I am working with 12 sampling sites and ~150 biallelic loci (SNPs) and typically have low to moderate population structure between sites (pairwise Fst ranges from 0.005 to 0.05). I also have different species at disposal.
Therefore I am aware BayesAss might have difficulties to properly estimate geneflow between sites, considering the software typically deals better with moderate to strong geneflow. Also, BayesAss results also highly depends on the number of sampled individuals per sampling site, so I tried two different configurations:
Config. 1: keeping the 12 population separated (mean per-site N : 15 individuals)
Config. 2: grouping sampling sites: 4 headwaters from different tributaries + 1 downstream area (mean per-group N : 70 individuals)
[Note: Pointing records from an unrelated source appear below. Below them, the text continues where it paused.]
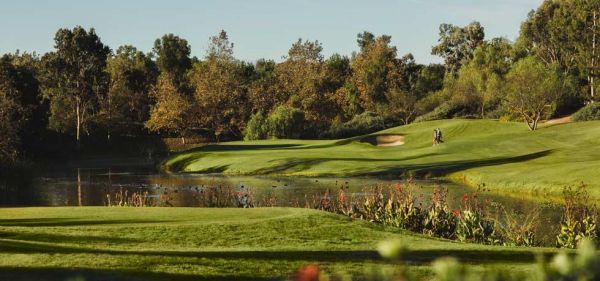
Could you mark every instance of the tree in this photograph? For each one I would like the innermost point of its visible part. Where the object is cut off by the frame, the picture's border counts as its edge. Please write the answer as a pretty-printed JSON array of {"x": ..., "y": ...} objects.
[
  {"x": 457, "y": 44},
  {"x": 266, "y": 91},
  {"x": 171, "y": 110},
  {"x": 132, "y": 75},
  {"x": 565, "y": 33},
  {"x": 301, "y": 77},
  {"x": 475, "y": 89},
  {"x": 220, "y": 84},
  {"x": 431, "y": 79},
  {"x": 74, "y": 79},
  {"x": 11, "y": 113},
  {"x": 173, "y": 57},
  {"x": 533, "y": 89},
  {"x": 286, "y": 122},
  {"x": 374, "y": 70}
]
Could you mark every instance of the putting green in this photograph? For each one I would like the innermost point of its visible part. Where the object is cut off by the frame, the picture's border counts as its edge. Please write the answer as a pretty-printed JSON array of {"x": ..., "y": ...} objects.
[{"x": 505, "y": 156}]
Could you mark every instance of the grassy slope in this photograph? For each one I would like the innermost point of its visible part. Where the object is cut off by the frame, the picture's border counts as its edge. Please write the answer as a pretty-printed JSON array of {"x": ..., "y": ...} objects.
[
  {"x": 505, "y": 156},
  {"x": 100, "y": 243}
]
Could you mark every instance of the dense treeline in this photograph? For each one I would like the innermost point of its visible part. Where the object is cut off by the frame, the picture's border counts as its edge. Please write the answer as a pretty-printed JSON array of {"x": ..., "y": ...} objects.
[{"x": 87, "y": 91}]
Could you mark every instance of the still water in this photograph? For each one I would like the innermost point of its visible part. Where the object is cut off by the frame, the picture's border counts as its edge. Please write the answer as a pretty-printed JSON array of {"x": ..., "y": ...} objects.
[{"x": 97, "y": 186}]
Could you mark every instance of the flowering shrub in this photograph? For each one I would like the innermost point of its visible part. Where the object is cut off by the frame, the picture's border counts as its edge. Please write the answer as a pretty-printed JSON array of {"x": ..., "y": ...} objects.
[{"x": 579, "y": 220}]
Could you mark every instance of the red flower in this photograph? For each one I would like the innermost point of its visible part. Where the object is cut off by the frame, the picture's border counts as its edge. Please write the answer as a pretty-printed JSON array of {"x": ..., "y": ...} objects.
[
  {"x": 308, "y": 273},
  {"x": 456, "y": 213}
]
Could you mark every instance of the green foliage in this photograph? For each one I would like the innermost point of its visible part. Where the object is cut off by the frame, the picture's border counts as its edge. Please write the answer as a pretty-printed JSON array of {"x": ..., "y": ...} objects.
[
  {"x": 533, "y": 90},
  {"x": 173, "y": 56},
  {"x": 587, "y": 113},
  {"x": 457, "y": 44},
  {"x": 257, "y": 127},
  {"x": 286, "y": 122},
  {"x": 74, "y": 79},
  {"x": 472, "y": 227},
  {"x": 443, "y": 111},
  {"x": 579, "y": 220},
  {"x": 364, "y": 123},
  {"x": 439, "y": 220}
]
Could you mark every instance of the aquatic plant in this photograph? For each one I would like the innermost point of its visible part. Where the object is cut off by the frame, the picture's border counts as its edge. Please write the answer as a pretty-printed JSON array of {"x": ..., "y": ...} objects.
[{"x": 579, "y": 219}]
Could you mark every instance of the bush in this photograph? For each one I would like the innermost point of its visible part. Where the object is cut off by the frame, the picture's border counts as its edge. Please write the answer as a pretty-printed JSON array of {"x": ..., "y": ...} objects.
[
  {"x": 443, "y": 111},
  {"x": 286, "y": 122},
  {"x": 587, "y": 113},
  {"x": 362, "y": 124},
  {"x": 579, "y": 220},
  {"x": 257, "y": 127}
]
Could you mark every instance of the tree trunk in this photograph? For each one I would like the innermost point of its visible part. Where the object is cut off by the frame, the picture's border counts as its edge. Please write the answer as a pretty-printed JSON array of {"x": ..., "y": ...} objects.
[
  {"x": 593, "y": 62},
  {"x": 78, "y": 109}
]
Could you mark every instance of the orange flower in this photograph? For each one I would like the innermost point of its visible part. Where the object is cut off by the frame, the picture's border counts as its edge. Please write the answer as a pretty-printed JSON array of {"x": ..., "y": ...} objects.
[{"x": 308, "y": 273}]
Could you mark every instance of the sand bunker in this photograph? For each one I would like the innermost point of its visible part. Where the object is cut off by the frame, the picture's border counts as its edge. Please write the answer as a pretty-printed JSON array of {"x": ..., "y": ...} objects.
[{"x": 385, "y": 140}]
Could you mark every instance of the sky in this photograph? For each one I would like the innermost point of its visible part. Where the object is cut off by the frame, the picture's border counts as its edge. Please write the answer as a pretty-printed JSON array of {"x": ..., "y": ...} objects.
[{"x": 258, "y": 28}]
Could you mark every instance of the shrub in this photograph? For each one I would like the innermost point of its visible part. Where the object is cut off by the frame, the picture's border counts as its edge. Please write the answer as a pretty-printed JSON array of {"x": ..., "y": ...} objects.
[
  {"x": 257, "y": 127},
  {"x": 587, "y": 113},
  {"x": 439, "y": 220},
  {"x": 443, "y": 111},
  {"x": 579, "y": 220},
  {"x": 286, "y": 122},
  {"x": 364, "y": 123},
  {"x": 518, "y": 229},
  {"x": 473, "y": 225}
]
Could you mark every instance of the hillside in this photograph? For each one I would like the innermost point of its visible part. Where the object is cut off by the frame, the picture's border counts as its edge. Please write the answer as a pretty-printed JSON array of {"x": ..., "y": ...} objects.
[
  {"x": 100, "y": 243},
  {"x": 503, "y": 155}
]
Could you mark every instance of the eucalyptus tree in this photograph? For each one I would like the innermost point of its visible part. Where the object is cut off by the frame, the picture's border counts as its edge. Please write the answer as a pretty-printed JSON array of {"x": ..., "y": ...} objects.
[
  {"x": 220, "y": 85},
  {"x": 533, "y": 89},
  {"x": 74, "y": 79},
  {"x": 132, "y": 75},
  {"x": 457, "y": 44},
  {"x": 566, "y": 33},
  {"x": 302, "y": 77},
  {"x": 173, "y": 57}
]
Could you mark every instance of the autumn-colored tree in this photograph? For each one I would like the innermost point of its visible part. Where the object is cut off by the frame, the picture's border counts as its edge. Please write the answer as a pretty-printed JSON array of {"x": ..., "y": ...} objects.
[
  {"x": 127, "y": 106},
  {"x": 457, "y": 44},
  {"x": 170, "y": 113},
  {"x": 74, "y": 79},
  {"x": 173, "y": 57},
  {"x": 266, "y": 92},
  {"x": 566, "y": 33},
  {"x": 533, "y": 89},
  {"x": 301, "y": 78},
  {"x": 374, "y": 70},
  {"x": 220, "y": 89}
]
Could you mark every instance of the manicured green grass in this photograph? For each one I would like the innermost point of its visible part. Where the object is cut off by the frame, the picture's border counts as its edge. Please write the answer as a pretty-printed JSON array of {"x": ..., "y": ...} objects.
[
  {"x": 103, "y": 243},
  {"x": 506, "y": 156}
]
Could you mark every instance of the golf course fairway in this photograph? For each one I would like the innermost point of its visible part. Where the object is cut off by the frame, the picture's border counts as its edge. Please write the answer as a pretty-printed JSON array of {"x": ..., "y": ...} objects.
[
  {"x": 124, "y": 243},
  {"x": 505, "y": 156}
]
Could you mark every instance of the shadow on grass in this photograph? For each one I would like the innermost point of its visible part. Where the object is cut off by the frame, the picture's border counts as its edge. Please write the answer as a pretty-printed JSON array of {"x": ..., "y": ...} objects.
[
  {"x": 52, "y": 238},
  {"x": 444, "y": 168},
  {"x": 418, "y": 256},
  {"x": 49, "y": 222},
  {"x": 84, "y": 274},
  {"x": 298, "y": 165}
]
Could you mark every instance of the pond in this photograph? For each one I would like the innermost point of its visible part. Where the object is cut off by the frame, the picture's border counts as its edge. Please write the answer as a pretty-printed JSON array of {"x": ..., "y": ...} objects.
[{"x": 106, "y": 185}]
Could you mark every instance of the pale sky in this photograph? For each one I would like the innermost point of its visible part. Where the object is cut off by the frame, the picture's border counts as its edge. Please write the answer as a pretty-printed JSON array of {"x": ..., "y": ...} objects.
[{"x": 259, "y": 28}]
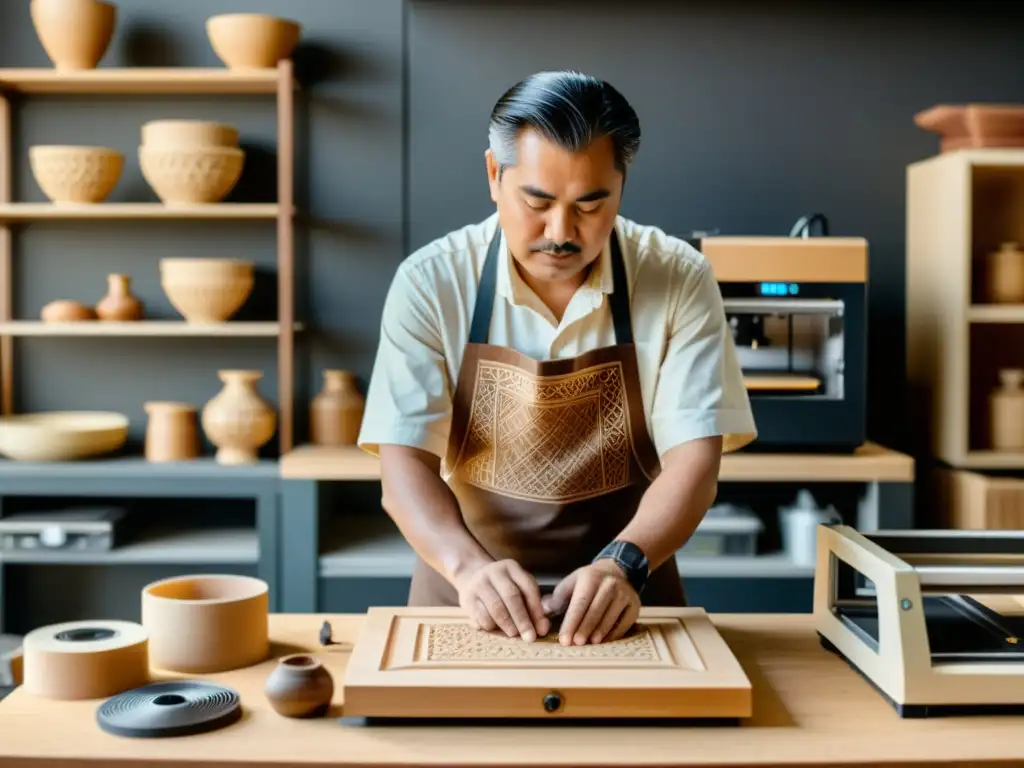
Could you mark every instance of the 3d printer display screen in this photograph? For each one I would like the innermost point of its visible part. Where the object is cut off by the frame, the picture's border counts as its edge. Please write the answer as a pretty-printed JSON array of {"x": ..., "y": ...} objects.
[{"x": 778, "y": 289}]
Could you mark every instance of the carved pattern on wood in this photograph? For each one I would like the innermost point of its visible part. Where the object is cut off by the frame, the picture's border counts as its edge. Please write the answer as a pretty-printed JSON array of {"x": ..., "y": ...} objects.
[{"x": 460, "y": 642}]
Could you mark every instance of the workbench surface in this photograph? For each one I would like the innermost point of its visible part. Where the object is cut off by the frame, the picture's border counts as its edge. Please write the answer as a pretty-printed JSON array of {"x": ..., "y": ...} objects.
[{"x": 809, "y": 709}]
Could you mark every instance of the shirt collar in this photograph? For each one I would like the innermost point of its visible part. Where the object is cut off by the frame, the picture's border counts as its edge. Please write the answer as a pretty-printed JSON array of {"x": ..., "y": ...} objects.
[{"x": 512, "y": 287}]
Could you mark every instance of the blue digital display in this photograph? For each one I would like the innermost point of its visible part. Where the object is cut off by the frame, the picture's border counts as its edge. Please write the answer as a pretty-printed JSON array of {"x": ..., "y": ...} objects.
[{"x": 778, "y": 289}]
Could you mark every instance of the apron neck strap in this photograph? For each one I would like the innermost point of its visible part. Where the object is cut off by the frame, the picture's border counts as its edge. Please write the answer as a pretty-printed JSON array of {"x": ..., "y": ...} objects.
[{"x": 479, "y": 331}]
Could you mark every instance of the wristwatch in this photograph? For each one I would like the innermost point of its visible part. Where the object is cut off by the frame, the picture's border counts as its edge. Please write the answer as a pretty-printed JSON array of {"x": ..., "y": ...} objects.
[{"x": 631, "y": 559}]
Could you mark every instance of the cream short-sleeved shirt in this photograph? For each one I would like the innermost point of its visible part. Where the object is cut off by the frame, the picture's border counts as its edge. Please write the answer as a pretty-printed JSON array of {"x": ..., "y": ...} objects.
[{"x": 690, "y": 378}]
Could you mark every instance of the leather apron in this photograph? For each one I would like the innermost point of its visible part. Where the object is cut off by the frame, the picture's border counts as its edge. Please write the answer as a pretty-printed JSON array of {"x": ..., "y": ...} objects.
[{"x": 549, "y": 459}]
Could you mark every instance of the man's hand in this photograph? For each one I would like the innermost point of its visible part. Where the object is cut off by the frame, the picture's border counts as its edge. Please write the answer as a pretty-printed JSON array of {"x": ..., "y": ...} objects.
[
  {"x": 503, "y": 595},
  {"x": 602, "y": 604}
]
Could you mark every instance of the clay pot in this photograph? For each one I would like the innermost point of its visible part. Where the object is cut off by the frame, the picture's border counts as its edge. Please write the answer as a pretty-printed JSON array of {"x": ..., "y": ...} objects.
[
  {"x": 171, "y": 432},
  {"x": 207, "y": 290},
  {"x": 252, "y": 40},
  {"x": 190, "y": 174},
  {"x": 206, "y": 624},
  {"x": 1006, "y": 274},
  {"x": 1007, "y": 411},
  {"x": 76, "y": 174},
  {"x": 336, "y": 413},
  {"x": 299, "y": 687},
  {"x": 66, "y": 310},
  {"x": 119, "y": 304},
  {"x": 75, "y": 34},
  {"x": 238, "y": 420}
]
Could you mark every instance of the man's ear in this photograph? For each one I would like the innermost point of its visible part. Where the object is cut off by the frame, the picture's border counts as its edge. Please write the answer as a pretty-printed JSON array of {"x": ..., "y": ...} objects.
[{"x": 493, "y": 180}]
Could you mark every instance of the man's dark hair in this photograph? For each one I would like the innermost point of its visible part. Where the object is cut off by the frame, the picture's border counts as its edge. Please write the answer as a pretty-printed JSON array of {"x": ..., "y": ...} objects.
[{"x": 569, "y": 109}]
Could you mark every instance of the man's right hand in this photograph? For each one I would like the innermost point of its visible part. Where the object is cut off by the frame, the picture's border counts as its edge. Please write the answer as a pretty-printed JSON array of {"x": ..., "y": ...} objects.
[{"x": 502, "y": 595}]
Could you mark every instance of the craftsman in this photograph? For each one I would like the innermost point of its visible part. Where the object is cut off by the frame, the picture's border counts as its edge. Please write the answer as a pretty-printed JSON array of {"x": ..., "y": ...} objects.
[{"x": 555, "y": 385}]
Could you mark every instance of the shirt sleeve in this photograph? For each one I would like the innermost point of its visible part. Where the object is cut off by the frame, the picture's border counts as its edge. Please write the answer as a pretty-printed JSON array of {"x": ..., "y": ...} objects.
[
  {"x": 700, "y": 390},
  {"x": 409, "y": 401}
]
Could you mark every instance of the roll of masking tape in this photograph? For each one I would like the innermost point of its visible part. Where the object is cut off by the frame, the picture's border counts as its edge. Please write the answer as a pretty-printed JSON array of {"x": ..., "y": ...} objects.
[{"x": 85, "y": 659}]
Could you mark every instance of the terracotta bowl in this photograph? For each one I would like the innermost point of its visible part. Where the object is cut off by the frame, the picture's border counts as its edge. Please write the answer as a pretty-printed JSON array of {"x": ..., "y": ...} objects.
[
  {"x": 76, "y": 174},
  {"x": 75, "y": 34},
  {"x": 207, "y": 290},
  {"x": 193, "y": 174},
  {"x": 206, "y": 624},
  {"x": 252, "y": 41},
  {"x": 61, "y": 435},
  {"x": 188, "y": 133}
]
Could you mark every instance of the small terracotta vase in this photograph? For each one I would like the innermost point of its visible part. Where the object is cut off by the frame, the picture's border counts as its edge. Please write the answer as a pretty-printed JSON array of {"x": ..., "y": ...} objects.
[
  {"x": 119, "y": 303},
  {"x": 299, "y": 687},
  {"x": 1007, "y": 411},
  {"x": 238, "y": 420},
  {"x": 172, "y": 432},
  {"x": 1006, "y": 274},
  {"x": 336, "y": 413}
]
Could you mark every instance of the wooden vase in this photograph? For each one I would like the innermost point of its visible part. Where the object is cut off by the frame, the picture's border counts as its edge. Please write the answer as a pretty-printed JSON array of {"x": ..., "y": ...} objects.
[
  {"x": 1007, "y": 411},
  {"x": 299, "y": 687},
  {"x": 172, "y": 432},
  {"x": 1006, "y": 274},
  {"x": 238, "y": 420},
  {"x": 336, "y": 413},
  {"x": 119, "y": 303}
]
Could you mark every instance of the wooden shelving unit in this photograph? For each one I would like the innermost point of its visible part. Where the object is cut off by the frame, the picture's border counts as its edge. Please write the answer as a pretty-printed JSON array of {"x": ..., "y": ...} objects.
[
  {"x": 961, "y": 206},
  {"x": 279, "y": 82},
  {"x": 318, "y": 547}
]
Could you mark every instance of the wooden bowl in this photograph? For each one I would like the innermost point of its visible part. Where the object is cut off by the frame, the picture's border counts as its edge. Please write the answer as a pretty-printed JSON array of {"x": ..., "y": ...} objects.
[
  {"x": 206, "y": 624},
  {"x": 188, "y": 133},
  {"x": 61, "y": 435},
  {"x": 75, "y": 34},
  {"x": 252, "y": 41},
  {"x": 190, "y": 174},
  {"x": 76, "y": 174},
  {"x": 974, "y": 126},
  {"x": 207, "y": 290}
]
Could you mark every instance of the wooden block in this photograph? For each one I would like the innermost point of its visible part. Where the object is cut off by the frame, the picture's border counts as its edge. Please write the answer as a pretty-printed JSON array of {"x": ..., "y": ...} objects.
[{"x": 429, "y": 663}]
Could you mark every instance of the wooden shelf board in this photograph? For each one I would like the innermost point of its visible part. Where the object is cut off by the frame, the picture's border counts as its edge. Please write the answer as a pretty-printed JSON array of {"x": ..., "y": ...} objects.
[
  {"x": 195, "y": 547},
  {"x": 371, "y": 547},
  {"x": 111, "y": 211},
  {"x": 869, "y": 463},
  {"x": 141, "y": 328},
  {"x": 140, "y": 81},
  {"x": 991, "y": 460},
  {"x": 136, "y": 467},
  {"x": 995, "y": 313}
]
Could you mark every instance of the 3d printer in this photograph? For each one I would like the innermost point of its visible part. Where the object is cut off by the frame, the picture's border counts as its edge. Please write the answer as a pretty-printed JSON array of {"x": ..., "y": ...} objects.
[
  {"x": 933, "y": 620},
  {"x": 797, "y": 306}
]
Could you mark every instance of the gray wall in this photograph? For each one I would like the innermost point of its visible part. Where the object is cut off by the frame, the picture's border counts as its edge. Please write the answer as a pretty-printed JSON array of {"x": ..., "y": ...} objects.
[{"x": 753, "y": 114}]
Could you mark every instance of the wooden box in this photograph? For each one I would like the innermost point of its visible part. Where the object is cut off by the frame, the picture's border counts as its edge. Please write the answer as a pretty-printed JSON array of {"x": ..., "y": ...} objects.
[
  {"x": 430, "y": 663},
  {"x": 973, "y": 501}
]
I am usually performing 3 to 4 runs with different sampling seeds, and check convergence between runs by observing the evolution of LogProb and the bayesian deviance; as advised by Meirmans et al. (2014, doi: 10.1111/1755-0998.12216).
> With config. 1, I usually have very high acceptance rates, outside the ideal range of 20-60%. However, there is a good convergence between LogProb from different runs and the bayesian deviance is rather similar between runs. What seems a bit odd to me is that migration rates between populations (as the proportion of individuals of pop. [i] immigrating from pop. [j]) are all drawn from the same population, that is, a given population [j] (always the same within and across runs) seems to provide migrants to all other populations, as if this was a source and all other pops were sinks (you may prefer seeing the attached output file). All other pairwise migration rates are not significantly different from zero, which is in contradiction with previously computed pairwise-Fst calculations (but might be due to the fact the number of sampled individuals is just too small for BayesAss being able to label some of them as migrants from another of our sampling sites).
In some other case (another species), convergence of LogProb is also good but not the one of migration rates (there is still a 'source' population but this time; its identity changes across runs).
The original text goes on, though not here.